Compilation of western Alaska geologic and geophysical data indicates that several rock assemblages, including Paleozoic to Precambrian metamorphic rocks, lower Paleozoic sedimentary rocks, and a Jurassic to Paleozoic sequence of mafic volcanic and marine sedimentary rocks associated with mafic and ultramafic intrusive rocks, can be traced from the north end of the Kokrines-Hodzana highlands at the headwaters of the Koyukuk River, across the strike-slip systems of central Alaska, to Goodnews Bay in the south. The Paleozoic to Precambrian metamorphic rocks consist dominantly of metasedimentary and subordinate meta-igneous sequences which form a southwest-trending belt from the headwaters of the South Fork of the Koyukuk River to Goodnews Bay that is referred to as the Ruby geanticline. These metamorphic rocks are on lapped from the east by a lower Paleozoic platform sequence which appears to shale out toward the southeast.
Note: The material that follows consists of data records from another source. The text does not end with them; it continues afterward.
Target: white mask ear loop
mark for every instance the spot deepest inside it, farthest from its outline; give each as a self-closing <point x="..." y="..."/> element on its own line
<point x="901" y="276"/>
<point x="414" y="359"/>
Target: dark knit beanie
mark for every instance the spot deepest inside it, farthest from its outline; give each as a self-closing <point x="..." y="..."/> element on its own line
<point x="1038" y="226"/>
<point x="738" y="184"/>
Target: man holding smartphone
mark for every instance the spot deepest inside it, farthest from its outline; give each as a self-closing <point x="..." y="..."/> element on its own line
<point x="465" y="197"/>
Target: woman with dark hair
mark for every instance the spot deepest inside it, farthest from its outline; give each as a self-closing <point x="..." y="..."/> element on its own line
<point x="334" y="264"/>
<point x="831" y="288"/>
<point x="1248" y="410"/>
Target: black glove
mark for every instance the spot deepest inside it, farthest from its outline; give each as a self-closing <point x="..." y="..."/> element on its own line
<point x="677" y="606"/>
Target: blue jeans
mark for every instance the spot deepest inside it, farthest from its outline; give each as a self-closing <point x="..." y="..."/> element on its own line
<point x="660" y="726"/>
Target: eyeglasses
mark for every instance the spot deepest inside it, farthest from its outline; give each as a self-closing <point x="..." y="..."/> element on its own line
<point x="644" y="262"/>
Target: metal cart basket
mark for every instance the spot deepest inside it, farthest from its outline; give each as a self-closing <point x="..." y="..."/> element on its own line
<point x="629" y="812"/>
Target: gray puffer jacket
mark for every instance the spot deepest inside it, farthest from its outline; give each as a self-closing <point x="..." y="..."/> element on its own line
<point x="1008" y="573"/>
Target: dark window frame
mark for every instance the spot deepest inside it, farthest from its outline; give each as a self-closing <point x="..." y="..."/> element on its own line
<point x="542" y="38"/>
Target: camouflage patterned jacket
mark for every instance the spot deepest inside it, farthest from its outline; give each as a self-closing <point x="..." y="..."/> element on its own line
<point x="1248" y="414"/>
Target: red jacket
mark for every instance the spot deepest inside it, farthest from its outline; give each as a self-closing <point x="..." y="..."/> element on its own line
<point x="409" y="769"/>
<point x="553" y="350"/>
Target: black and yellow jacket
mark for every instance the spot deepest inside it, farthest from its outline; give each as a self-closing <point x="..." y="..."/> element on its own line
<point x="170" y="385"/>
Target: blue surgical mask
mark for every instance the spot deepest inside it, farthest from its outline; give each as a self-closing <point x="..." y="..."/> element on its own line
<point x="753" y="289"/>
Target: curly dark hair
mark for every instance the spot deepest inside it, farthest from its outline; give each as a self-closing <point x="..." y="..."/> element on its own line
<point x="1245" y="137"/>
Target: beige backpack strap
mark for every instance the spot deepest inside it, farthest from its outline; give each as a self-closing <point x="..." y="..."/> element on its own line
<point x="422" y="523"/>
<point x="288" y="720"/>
Belts of Jurassic to Paleozoic marine sedimentary and mafic volcanic rocks associated with mafic and ultramafic rocks mark the northwest and southeast sides of the Ruby geanticline and the southern margin of the Brooks Range. The pre-strike-slip faulting configuration of the Jurassic to Precambrian rocks suggests they formed by intermittent rifting of the lower Paleozoic to Precambrian crust of western Alaska along at least two arms (the present southern margin of the Brooks Range and the northwest flank of the Ruby geanticline). A possible third rift basin may lie on the southeast flank of the Ruby geanticline. These marginal, rifted basins were subsequently collapsed during a Jurassic-to-Early Cretaceous orogeny. The rifted margins of the Brooks Range province and the Ruby geanticline became the suture/root zones from which the contents of the rift basins were thrust to the north and southeast respectively.

The compressional orogeny of the Jurasic and Early Cretaceous was overlapped in the Early and Late Cretaceous by an 80-to-110-million-year-old calc-alkalic and alkalic intrusive event and the development of extensive, continually subsiding troughs, in which great thicknesses of volcanic rocks, graywacke, mudstone, and conglomerate accumulated. South of the Kaltag Previous HitfaultTop, intrusive and volcanic activity from 58 to 79 million years ago followed infilling of the sedimentary troughs. Initiation of the major strike-slip faulting of western Alaska probably began at, or after, the very end of the Cretaceous.